Looking for a picture that would explain why I thought Annabella Lwin should know her audience (or at least one member of it), but they’re oddly hard to find. I’d forgotten that she was only 16 at the time, though. Damn I’m getting old.

Simon’s noticing the dark side of browser tabs. Even worse than just having 57 tabs open in six browser windows is doing that on a less stable operating system, and watching them vanish in a crash. Any more, I stick to just one window, where I rarely open more that twenty tabs before they get crowded enough to make me actually deal with some of them.

I really need to get Micah Alpern’s microblogosphere search tool (searches Google sequentially for the sites in your RSS aggregator’s OPML subscription file) unzipped and installed.
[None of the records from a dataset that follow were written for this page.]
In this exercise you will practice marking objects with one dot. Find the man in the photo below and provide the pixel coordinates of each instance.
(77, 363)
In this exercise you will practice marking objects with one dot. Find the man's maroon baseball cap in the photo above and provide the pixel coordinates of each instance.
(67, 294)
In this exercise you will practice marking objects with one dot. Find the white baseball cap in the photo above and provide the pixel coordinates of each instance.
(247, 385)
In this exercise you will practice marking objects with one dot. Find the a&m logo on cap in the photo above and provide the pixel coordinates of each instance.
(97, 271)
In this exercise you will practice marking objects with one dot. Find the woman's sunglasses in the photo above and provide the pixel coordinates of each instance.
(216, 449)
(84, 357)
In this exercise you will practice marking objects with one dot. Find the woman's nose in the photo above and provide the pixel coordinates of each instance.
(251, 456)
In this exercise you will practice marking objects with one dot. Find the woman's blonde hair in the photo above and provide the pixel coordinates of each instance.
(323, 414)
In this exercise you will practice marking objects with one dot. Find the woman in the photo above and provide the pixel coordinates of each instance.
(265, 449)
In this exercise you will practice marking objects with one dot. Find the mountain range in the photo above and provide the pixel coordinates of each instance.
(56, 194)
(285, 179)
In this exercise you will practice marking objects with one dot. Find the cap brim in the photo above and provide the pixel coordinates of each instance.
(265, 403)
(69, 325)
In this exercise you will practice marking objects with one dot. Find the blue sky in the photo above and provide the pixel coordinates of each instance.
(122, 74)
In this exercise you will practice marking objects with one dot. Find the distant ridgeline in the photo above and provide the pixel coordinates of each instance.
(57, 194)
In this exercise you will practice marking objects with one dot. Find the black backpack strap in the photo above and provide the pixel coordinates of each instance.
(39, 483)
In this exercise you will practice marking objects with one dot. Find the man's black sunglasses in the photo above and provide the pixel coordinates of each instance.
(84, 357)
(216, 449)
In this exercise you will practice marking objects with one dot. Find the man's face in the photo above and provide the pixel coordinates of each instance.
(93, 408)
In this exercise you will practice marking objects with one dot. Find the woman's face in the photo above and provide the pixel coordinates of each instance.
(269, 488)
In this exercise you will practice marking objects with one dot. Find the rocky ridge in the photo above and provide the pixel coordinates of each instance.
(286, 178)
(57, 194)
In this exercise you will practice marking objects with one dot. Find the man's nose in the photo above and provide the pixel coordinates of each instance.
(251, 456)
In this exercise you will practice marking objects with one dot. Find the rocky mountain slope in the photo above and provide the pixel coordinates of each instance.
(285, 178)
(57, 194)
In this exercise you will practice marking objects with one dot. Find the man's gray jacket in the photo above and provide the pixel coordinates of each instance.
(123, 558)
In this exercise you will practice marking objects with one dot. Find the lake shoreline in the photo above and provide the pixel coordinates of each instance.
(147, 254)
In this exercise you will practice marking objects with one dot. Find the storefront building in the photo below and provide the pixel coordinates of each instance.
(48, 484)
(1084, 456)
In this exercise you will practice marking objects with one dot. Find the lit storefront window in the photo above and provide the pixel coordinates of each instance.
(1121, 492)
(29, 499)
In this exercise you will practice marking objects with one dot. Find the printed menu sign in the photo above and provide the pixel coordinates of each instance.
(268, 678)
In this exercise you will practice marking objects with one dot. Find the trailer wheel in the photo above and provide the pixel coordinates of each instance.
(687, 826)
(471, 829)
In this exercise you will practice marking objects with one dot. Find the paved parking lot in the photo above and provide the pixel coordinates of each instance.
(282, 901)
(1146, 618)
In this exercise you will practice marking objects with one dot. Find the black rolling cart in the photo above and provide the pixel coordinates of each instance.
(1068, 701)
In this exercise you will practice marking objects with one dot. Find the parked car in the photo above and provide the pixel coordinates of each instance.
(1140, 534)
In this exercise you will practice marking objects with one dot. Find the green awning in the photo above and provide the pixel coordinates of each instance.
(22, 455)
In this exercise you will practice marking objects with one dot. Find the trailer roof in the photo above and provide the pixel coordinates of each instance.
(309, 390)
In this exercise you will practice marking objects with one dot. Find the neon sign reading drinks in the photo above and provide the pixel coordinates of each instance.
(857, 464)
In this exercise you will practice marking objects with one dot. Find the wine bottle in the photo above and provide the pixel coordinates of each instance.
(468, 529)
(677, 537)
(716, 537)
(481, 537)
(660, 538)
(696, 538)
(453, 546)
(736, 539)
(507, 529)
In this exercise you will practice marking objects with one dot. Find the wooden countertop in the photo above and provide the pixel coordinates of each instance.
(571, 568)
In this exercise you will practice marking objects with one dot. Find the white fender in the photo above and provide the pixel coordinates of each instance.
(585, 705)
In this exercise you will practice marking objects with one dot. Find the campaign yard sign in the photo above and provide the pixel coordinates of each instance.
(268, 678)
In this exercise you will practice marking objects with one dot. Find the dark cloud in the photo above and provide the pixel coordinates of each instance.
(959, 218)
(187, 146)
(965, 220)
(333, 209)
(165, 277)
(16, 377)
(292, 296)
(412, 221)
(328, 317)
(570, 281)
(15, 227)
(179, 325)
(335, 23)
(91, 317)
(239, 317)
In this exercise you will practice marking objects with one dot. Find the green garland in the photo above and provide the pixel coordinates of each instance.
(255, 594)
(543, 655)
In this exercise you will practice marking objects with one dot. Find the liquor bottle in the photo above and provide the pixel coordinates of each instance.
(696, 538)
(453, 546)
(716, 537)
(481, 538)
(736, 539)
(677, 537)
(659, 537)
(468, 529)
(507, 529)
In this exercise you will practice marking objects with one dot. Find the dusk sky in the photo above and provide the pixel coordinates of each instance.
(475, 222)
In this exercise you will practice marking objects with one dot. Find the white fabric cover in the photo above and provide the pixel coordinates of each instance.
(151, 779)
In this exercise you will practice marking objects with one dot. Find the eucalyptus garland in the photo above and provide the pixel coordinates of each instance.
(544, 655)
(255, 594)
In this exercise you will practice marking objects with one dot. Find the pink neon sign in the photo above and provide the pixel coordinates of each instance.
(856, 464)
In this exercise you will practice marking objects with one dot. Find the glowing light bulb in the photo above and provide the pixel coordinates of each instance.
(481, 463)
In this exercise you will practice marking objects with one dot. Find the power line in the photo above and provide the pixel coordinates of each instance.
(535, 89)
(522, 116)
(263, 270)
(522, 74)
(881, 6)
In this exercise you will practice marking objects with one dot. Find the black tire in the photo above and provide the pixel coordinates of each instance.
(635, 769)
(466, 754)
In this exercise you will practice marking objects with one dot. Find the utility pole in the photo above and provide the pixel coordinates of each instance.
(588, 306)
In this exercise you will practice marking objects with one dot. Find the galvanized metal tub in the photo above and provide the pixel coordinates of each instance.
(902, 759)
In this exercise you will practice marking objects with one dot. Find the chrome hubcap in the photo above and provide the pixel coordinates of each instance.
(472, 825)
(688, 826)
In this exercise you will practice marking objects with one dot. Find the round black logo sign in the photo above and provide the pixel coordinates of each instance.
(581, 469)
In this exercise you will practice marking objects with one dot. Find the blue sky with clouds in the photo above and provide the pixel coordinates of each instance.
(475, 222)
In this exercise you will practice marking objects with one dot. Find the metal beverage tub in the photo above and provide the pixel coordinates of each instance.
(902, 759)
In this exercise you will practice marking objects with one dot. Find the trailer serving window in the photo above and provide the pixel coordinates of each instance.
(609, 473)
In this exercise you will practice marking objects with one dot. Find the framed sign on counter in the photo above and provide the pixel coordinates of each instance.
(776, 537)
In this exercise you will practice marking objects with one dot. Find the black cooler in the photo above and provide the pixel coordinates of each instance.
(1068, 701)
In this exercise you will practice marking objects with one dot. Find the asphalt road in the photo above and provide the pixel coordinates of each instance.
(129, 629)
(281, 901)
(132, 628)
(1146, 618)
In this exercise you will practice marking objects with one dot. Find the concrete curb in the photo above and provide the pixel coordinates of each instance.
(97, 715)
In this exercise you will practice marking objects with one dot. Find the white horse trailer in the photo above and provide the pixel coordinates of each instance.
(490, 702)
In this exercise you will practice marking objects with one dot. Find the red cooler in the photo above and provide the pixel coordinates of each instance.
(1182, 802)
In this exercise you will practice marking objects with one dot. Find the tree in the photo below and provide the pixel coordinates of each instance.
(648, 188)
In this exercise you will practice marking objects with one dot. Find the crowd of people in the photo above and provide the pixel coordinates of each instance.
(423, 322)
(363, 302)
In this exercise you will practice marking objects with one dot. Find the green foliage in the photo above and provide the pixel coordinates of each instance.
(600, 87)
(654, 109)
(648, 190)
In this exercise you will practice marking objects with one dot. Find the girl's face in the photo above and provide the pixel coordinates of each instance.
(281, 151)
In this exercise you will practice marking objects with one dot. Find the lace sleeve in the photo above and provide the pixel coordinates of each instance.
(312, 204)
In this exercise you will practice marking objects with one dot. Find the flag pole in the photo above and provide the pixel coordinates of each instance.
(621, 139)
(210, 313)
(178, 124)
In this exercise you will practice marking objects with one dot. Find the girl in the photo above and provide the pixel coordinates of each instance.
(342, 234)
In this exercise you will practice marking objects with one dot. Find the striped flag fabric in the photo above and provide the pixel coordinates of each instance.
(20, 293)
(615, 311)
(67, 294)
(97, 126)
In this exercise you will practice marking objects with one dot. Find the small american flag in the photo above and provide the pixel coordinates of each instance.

There’s an awful lot of interesting stuff going on now around the idea of finding things that people are saying about things that interest you, whether by searching RSS at Feedster or by aggregating TrackBacks on a topic at Phil Pearson’s Topic Exchange. I just wish I could see the happy medium between search’s “publishers can just do whatever they please, and searchers have to come up with the words they used” and centralized aggregation’s “publishers must all use the same word, so that searchers can find everything in a single place.” I’m not even sure whether what I’m looking for is better search, along the lines of latent semantic analysis, or better aggregation, with someone or something figuring out that my “MT hacks” category is pretty much the same as someone else’s “Mov(e)able Type tweaks” category. I know I want it, that I’d rather read a couple thousand posts that interest me culled from ten thousand weblogs than skim ten thousand posts from a few hundred weblogs while doing my own culling, but I’m not even sure which direction to look.

2 Comments

Comment by Stuart Langridge #
2003-03-16 01:51:23

What I’d really like to do is index the whole web (or, failing that, the whole blogsphere) with Autonomy. This ”find out what’s relevant to you and to what you’re looking at” problem is, essentially, the same one that major businesses are facing under the title of Knowledge Management. Now, there’s a great, great deal of corporate bull about that, and there’s also firms charging stupid money for something that you could put together with ht://dig which big firms buy because it costs money and therefore is good. However, Autonomy is evil witchcraft. It’s really, really quite amazing. It can categorise all sorts of disparate sources into categories, it can relate documents to other documents, it can index everything. I mean, it also costs daft money, but the tech behind it is presumably one that people could duplicate to some extent. I sound like a paid shill for them here, I admit, but I was blown away by just how cool it was when I went to see it for work. Some more thought required on how we could do this, especially since the Autonomy approach is still ”one big server indexes everything”, and we want a distributed ”everyone does one little thing and it all works” approach…

Comment by Phil Ringnalda #
2003-03-16 09:50:05

Hrm. Bloody hard to read through their incredibly buzzword-rich site to get to the meat, but it certainly does sound like they are building my dream machine. Several bits, like their spectrograph view of clusters getting hot, cooling off, and forking over time, look instantly useful.

I just can’t imagine how we could possibly avoid the ”one big server (cluster)”, though, since what I want are things I don’t know are related (you say ”cluster modeling” when I’m saying ”word bursts”), which are being published by people I’ve never heard of. Yes, I want my personal knowledge server to gulp down the feeds from the ten thousand weblogs I know about and know I’m interested in, sorting and clustering them so I can see ”what we’re talking about now” and also ”what we’ve said about this”, but I also want an ”everything said precisely about this by everyone, with clusters of very closely related topics”. Maybe it’s possible for my server to share its concept map with enough other servers to somehow combine them into a distributed version that would take me right to someone’s post of interest even though in link terms they’re an untraversable distance away. I dunno. I hope some really smart people are working on it for me, because it’s way too big a problem for me to be able to keep it in my head for long.